Apakah dengan menyingkirkan nilai-nilai yang diketahui itu lantas membuat penelitian sejarah menjadi objektif? Nilai-nilai adalah sesuatu yang abstrak, yang melingkupi dan melampaui kita karena kita berada di dalamnya, sehingga tidak disadari. Sebagaimana pengertian struktur sebagai sebuah bangunan abstrak, ia hanya bisa dirasakan tanpa bisa dilihat secara fisik atau nyata.
(e) Alasan Sebab Musabab (Kausalitas)
Seorang sejarawan mungkin menggunakan penilaiannya, akan tetapi tidak berarti bahwa pendapat-pendapatnya langsung menunjuk pada benar atau salah. Kalau penilaiannya salah, jelas sejarah menjadi kacau. Dan kalaupun penilaiannya benar, bukankah terdapat banyak aspek dalam sejarah, dimana penilaian sejarawan tersebut sangat mungkin hanyalah salah satunya saja?
(f) Alasan Propaganda
A.I. Melden mengatakan bahwa jika nilai-nilai merupakan unsur pokok dalam pengetahuan historis, maka penulisan sejarah menjadi tidak dapat dibedakan lagi dari propaganda. Keduanya menjadi sama kerena hanya merupakan tindak bahasa yang ingin menyebarkan nilai-nilai tertentu. Padahal propaganda berbeda dengan tulisan sejarah, karena pembaca propaganda tidak terkesan oleh mutu ilmiahnya.

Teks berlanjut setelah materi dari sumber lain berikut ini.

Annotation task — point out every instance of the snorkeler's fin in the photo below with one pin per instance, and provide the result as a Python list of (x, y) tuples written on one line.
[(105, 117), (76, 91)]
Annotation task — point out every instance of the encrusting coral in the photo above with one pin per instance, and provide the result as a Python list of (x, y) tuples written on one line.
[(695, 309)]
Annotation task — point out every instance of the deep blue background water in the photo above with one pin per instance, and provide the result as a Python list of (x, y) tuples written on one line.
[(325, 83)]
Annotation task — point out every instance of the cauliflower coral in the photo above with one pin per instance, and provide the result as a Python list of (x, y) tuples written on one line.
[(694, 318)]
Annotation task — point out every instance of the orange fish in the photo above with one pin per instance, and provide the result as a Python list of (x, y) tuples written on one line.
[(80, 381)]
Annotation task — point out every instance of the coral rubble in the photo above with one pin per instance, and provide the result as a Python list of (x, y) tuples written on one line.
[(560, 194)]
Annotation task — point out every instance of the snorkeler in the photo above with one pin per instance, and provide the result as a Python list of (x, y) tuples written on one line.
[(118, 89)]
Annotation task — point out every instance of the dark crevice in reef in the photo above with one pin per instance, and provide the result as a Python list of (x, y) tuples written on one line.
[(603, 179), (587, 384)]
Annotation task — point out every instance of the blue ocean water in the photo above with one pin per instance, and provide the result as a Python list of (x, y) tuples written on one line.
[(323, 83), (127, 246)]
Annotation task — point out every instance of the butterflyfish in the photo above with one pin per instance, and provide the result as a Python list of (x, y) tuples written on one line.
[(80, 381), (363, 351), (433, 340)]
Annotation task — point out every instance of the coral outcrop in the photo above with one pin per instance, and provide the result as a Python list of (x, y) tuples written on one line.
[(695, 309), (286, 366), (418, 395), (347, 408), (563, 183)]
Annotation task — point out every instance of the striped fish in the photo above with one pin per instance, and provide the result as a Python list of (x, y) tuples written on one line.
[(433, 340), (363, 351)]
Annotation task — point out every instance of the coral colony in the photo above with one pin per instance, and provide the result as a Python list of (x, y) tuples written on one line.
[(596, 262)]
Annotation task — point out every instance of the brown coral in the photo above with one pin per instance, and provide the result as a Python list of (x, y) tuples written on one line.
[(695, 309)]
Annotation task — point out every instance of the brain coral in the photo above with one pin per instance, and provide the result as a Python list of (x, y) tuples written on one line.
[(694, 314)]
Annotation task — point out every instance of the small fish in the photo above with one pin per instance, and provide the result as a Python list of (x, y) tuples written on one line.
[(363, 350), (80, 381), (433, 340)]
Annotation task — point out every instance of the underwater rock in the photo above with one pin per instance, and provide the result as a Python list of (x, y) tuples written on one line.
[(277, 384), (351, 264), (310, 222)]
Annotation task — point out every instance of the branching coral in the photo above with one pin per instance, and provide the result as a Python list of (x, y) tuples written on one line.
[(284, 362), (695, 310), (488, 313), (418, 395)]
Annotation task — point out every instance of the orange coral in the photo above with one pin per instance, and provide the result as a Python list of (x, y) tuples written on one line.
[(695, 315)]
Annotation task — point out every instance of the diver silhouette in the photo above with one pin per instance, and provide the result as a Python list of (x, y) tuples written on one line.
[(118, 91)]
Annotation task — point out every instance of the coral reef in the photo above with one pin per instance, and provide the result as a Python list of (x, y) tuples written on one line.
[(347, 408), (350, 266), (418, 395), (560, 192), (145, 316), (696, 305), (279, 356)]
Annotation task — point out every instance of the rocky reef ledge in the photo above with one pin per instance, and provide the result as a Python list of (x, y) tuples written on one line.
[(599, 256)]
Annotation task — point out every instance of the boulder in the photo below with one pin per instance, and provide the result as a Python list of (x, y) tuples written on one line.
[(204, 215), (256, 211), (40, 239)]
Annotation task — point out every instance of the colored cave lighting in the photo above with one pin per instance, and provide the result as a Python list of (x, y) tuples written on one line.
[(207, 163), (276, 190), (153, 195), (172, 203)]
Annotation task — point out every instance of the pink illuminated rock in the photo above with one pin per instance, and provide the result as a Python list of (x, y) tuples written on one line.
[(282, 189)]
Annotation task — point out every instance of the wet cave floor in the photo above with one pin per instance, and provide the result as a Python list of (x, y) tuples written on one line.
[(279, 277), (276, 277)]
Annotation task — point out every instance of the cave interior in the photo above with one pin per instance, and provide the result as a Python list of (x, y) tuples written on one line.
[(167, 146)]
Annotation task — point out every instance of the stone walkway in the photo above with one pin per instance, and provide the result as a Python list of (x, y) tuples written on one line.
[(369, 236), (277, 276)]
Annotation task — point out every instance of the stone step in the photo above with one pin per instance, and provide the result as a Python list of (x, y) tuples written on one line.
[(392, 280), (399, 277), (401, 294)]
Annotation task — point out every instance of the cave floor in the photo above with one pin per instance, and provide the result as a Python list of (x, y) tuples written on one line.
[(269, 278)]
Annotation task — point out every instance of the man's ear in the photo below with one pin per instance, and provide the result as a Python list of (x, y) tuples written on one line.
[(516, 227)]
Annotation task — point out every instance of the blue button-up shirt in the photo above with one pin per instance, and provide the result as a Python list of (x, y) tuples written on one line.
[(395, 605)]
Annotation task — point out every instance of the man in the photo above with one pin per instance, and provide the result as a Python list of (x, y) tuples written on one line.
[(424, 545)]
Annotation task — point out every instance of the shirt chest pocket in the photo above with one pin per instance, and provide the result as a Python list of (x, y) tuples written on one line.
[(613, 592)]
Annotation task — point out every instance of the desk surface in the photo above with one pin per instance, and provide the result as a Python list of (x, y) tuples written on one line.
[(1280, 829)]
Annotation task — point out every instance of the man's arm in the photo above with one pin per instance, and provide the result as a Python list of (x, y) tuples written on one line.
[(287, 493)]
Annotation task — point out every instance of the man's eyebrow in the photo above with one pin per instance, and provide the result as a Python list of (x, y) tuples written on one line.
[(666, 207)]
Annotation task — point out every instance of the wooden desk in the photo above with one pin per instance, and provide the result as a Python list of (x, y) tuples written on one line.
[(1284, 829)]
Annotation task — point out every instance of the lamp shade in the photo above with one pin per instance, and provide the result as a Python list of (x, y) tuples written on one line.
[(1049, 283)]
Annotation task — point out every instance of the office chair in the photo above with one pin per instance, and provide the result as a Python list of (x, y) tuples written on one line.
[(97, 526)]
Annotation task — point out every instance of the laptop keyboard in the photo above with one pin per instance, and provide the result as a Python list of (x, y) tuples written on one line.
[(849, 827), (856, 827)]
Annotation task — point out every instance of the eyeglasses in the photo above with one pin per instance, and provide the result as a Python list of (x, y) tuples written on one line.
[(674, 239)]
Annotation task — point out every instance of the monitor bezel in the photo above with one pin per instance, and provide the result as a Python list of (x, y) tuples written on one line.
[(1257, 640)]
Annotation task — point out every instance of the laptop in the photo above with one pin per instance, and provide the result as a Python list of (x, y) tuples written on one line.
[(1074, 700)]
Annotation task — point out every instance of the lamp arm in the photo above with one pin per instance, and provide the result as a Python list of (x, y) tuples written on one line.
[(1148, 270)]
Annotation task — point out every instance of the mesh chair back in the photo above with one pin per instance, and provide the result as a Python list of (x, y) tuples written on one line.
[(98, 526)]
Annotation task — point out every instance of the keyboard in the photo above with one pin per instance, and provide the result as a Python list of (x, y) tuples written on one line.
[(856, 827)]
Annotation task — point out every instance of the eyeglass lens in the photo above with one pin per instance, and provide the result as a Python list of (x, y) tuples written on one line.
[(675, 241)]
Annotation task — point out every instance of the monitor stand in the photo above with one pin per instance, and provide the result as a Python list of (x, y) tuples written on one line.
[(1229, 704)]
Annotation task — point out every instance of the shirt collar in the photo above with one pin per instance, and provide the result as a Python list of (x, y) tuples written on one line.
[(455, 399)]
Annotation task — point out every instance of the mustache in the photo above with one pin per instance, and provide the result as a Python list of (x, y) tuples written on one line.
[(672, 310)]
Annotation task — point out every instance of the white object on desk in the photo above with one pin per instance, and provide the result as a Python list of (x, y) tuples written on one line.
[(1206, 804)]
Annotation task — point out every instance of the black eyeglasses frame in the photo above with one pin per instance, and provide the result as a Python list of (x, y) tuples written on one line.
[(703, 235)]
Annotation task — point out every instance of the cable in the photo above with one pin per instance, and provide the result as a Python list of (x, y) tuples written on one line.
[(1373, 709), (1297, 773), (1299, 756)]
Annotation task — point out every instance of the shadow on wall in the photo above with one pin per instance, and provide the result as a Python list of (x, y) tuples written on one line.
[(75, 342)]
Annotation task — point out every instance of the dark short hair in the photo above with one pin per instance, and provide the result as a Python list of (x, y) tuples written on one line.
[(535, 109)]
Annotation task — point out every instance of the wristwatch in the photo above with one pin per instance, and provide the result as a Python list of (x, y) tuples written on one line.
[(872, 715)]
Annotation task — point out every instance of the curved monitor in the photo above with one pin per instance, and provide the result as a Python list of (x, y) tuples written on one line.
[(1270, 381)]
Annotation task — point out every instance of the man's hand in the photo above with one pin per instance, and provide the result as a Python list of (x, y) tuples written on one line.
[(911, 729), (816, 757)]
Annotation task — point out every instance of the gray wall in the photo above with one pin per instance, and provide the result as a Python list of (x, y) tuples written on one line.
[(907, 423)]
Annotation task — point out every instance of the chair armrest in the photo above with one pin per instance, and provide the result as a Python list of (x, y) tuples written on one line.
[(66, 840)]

Di samping itu, propaganda bertujuan untuk mengalihkan nilai-nilai kepada orang yang belum memilikinya. Akan tetapi nilai-nilai dalam sejarah tidak diketahui oleh pembacanya, sehingga pengalihan nilai-nilai itu menjadi tidak mungkin. Dengan kata lain, nilai-nilai yang dianggap sebagai bagian pokok itu hanyalah kesimpulan belaka dalam sebuah penalaran, bukan unsur penting di dalalamnya.
Pada hakekatnya, penulisan sejarah memang tidak berbeda dengan propaganda, hanya saja yang terakhir sudah diketahui bahwa ia memang propaganda sehingga tidak dianggap ilmiah, sedangkan yang pertama, penulisan sejarah, belum diketahui kalau ia adalah propaganda, tetapi sudah diasumsikan begitu saja sebagai sejarah, sehingga dianggap ilmiah.
(g) Alasan Analogi
Pengkajian sejarah sama saja dengan pengetahuan eksakta, yang mungkin untuk mendapatkan objektivitas. Ada tolok ukur tertentu dalam menentukan objektivitas. Padahal dalam ilmu eksakta sendiri objektivitas masih diperdebatkan. Hukum gravitasi Newton, misalnya, dianggap kurang memadai sehingga munculah Einstein dengan hukum relativitasnya.
Menurut saya subyektivitas selalu mempengaruhi dalam penyusunan sejarah. Hal ini akan terjadi ketika kita berusaha untuk membangun kembali kerangka kerangka dari bukti bukti sejarah tepatnya pada bagian interpretasi. Apa yang kita dapat sebagai bukti bukti sejarah merupakan bukti bukti mentah yang harus kita rangkai kembali suatu peristiwa sejarah tersebut untuk merekonstruksi peristiwa sejarah. Dalam penulisan sejarah kita akan selalu dipengaruhi oleh subyektivitas. Seorang sejarawan selalu menuruti instingnya dan pemikirannya dalam penyusunan sejarah.